Tuesday, November 12, 2013

IBJ Reports Fishers Looking to Fund Growth with Tax Hike

From the Indianapolis Business Journal:

The clock is ticking on Fishers’ proposal to impose a 1-percent food-and-beverage tax to fund economic development in the fast-growing suburb.

State lawmakers agreed earlier this year to allow the town to collect the extra penny as it works to reinvent its uninspiring downtown, but officials must pull the trigger on the tax hike by Dec. 31.

Town Council President John Weingardt said it’s far from a done deal, even though local leaders asked the Legislature to authorize the move.

“It is important that we as a council step back and let the public tell us what they want,” he said. “We still have to represent our constituents.”

To that end, two public hearings are scheduled before the council’s December vote: Residents and business owners can share their thoughts Nov. 12 at a special meeting or Nov. 18 during a regular council confab. All correspondence and phone messages also will be shared with members.

Although raising taxes is rarely a popular idea, Fishers is embarking on an ambitious—and expensive—downtown redevelopment plan intended to spur commercial investment in the community.

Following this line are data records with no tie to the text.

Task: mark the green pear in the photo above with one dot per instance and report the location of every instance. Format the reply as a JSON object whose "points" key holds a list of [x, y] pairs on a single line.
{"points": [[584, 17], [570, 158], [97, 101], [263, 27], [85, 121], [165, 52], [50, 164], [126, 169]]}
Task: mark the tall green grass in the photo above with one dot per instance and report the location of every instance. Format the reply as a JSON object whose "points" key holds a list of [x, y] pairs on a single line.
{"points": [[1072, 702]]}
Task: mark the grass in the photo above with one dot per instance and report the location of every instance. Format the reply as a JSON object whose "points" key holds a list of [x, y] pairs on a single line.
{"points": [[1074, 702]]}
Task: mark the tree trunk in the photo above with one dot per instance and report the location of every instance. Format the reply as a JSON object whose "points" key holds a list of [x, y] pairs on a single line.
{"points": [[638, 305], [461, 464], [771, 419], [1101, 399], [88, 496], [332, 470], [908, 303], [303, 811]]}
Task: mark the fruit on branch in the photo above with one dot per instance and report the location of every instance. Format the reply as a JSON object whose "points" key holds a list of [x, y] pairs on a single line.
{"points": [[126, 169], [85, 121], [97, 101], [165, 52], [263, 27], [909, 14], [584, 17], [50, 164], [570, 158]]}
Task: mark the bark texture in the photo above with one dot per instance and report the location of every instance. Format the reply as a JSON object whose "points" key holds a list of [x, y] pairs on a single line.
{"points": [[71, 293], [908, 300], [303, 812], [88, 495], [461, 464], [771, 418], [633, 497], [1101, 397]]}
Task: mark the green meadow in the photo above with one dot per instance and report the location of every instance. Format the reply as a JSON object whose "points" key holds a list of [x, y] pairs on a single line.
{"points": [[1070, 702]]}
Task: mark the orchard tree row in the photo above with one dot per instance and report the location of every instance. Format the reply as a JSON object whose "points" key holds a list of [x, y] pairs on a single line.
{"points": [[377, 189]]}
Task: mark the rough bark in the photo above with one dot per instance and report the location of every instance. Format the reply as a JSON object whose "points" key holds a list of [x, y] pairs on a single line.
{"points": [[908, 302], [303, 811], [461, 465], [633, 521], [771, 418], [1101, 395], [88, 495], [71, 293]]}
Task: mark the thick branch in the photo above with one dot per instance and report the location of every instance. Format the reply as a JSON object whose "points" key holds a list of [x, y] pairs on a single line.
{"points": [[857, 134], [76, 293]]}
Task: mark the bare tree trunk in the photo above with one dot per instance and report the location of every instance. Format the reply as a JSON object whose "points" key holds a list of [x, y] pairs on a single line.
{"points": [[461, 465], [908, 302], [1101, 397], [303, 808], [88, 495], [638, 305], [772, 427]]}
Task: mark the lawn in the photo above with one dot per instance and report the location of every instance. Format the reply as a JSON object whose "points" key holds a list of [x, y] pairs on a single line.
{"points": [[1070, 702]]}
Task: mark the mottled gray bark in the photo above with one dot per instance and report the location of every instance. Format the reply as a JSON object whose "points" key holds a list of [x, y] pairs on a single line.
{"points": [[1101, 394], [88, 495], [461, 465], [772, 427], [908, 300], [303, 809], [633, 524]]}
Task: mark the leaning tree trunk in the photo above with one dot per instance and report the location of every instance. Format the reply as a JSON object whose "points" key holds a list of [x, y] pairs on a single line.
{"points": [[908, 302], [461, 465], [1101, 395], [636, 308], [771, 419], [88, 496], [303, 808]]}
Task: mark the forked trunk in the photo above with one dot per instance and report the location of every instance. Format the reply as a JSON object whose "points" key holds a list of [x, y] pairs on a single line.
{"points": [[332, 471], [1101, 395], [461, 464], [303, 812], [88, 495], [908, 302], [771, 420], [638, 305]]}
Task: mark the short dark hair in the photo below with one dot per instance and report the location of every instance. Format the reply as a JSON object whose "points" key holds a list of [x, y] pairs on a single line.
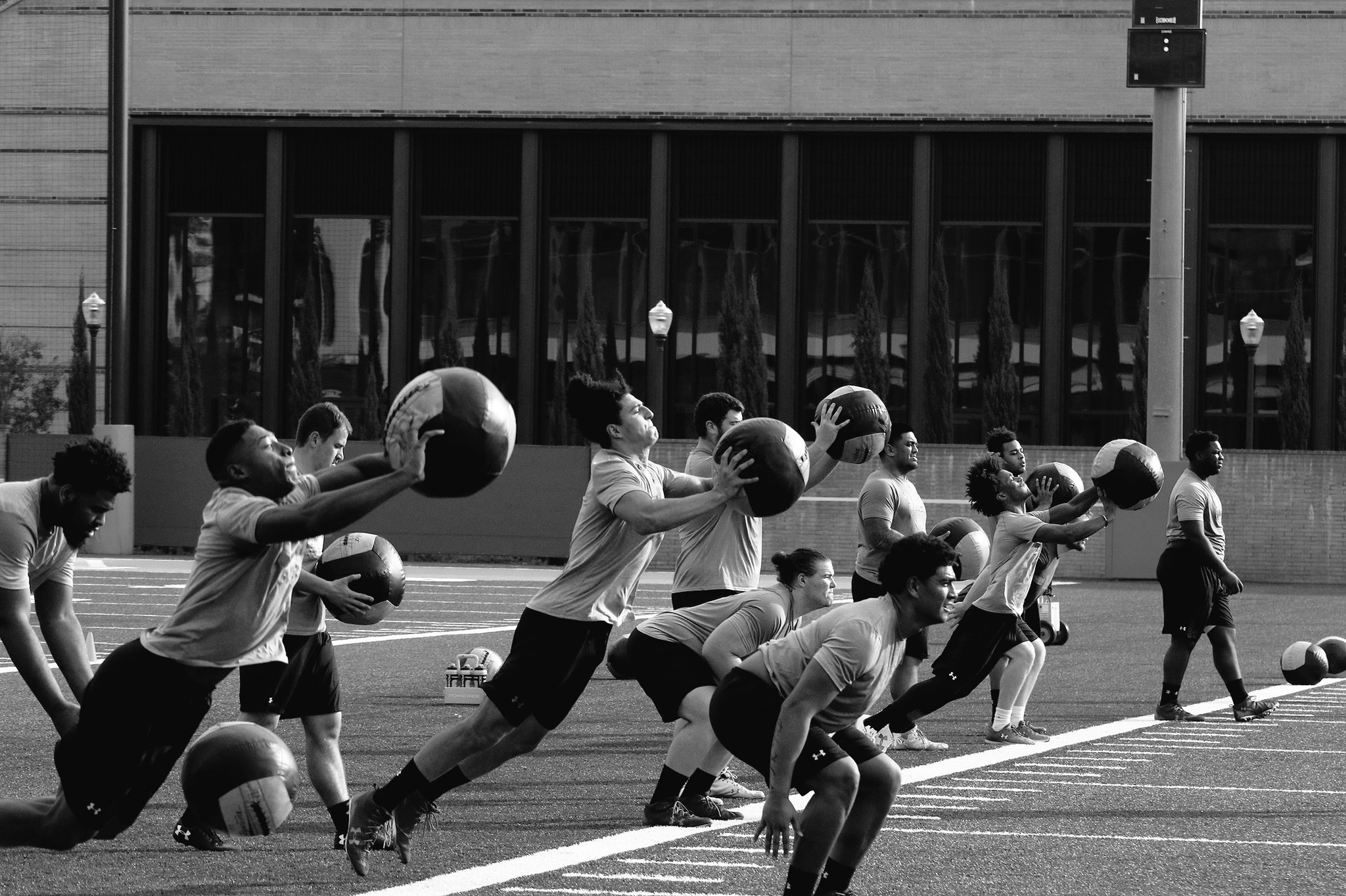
{"points": [[999, 437], [1197, 441], [89, 466], [222, 444], [983, 485], [325, 417], [917, 556], [594, 404], [801, 562], [711, 408]]}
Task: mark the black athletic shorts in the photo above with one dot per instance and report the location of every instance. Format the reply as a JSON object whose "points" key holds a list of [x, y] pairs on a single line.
{"points": [[549, 665], [1194, 598], [136, 719], [307, 685], [697, 598], [743, 713], [977, 643], [668, 671], [918, 645]]}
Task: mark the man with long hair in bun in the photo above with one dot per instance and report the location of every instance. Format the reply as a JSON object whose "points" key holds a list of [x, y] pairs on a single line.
{"points": [[562, 635], [680, 656]]}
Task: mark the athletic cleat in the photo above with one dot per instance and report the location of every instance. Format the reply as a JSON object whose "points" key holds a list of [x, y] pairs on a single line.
{"points": [[1007, 735], [189, 832], [672, 815], [916, 739], [1172, 712], [408, 815], [727, 788], [703, 807], [1253, 709], [367, 817]]}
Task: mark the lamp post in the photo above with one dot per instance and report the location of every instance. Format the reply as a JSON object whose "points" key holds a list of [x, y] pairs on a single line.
{"points": [[1251, 328], [93, 307], [661, 319]]}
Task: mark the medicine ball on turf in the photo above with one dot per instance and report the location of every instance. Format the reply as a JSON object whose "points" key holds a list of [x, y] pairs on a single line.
{"points": [[620, 660], [478, 426], [1068, 481], [779, 464], [1303, 663], [867, 427], [1335, 652], [969, 541], [380, 570], [1130, 472], [240, 778]]}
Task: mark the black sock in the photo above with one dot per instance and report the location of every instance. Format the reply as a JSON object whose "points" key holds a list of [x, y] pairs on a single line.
{"points": [[669, 788], [341, 816], [836, 878], [402, 786], [444, 783], [800, 883], [699, 785]]}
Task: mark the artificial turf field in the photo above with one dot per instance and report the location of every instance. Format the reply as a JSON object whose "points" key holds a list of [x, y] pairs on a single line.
{"points": [[1111, 806]]}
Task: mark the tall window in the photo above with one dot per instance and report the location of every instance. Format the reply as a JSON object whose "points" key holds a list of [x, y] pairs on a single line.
{"points": [[1108, 276], [986, 286], [340, 261], [597, 187], [214, 200], [726, 272], [1259, 256], [465, 294], [856, 261]]}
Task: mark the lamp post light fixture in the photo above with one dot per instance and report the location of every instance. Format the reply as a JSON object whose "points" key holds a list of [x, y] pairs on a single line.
{"points": [[95, 310], [661, 319], [1251, 328]]}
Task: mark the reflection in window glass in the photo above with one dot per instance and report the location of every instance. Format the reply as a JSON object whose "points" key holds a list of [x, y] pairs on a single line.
{"points": [[988, 277], [463, 313], [338, 295], [855, 299], [726, 292], [1109, 269], [1268, 271], [595, 311], [214, 310]]}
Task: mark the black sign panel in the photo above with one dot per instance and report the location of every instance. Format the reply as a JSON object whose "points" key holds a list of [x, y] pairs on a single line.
{"points": [[1162, 58], [1166, 14]]}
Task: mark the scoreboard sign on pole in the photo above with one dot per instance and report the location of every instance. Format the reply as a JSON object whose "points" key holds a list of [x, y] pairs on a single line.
{"points": [[1167, 45]]}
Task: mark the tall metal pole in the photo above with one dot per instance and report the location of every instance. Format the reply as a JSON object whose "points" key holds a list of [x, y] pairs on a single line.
{"points": [[1167, 187], [119, 215]]}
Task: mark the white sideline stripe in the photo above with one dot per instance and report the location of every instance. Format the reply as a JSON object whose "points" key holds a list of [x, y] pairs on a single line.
{"points": [[1125, 837]]}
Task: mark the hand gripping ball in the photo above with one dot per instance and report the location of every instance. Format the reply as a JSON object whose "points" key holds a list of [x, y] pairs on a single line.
{"points": [[1335, 652], [478, 426], [969, 541], [867, 424], [1303, 663], [1068, 481], [779, 464], [240, 778], [380, 570], [1130, 472]]}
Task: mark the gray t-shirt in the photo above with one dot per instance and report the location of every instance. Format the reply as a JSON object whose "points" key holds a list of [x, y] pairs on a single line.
{"points": [[607, 556], [235, 606], [720, 549], [858, 648]]}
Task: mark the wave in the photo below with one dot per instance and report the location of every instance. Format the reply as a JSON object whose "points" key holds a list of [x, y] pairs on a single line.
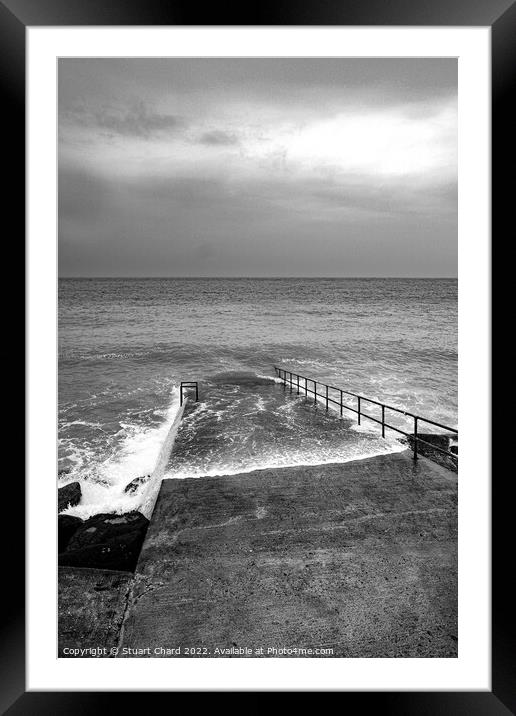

The town turned over publicly owned land and agreed to pay for a parking garage at The Depot, a $42 million mixed-use project now being built along 116th Street, for example, and its redevelopment commission has been buying and bundling private property to make it more attractive to developers.

Officials also are working on several other projects expected to bring businesses (and their employees) to the town center, but no details have been made public during the talks.

“It’s a timing issue. These deals run at their own speed,” said Weingardt, who told IBJ in May that the tax-hike might be difficult to approve without “an economic development deal to hang it on.”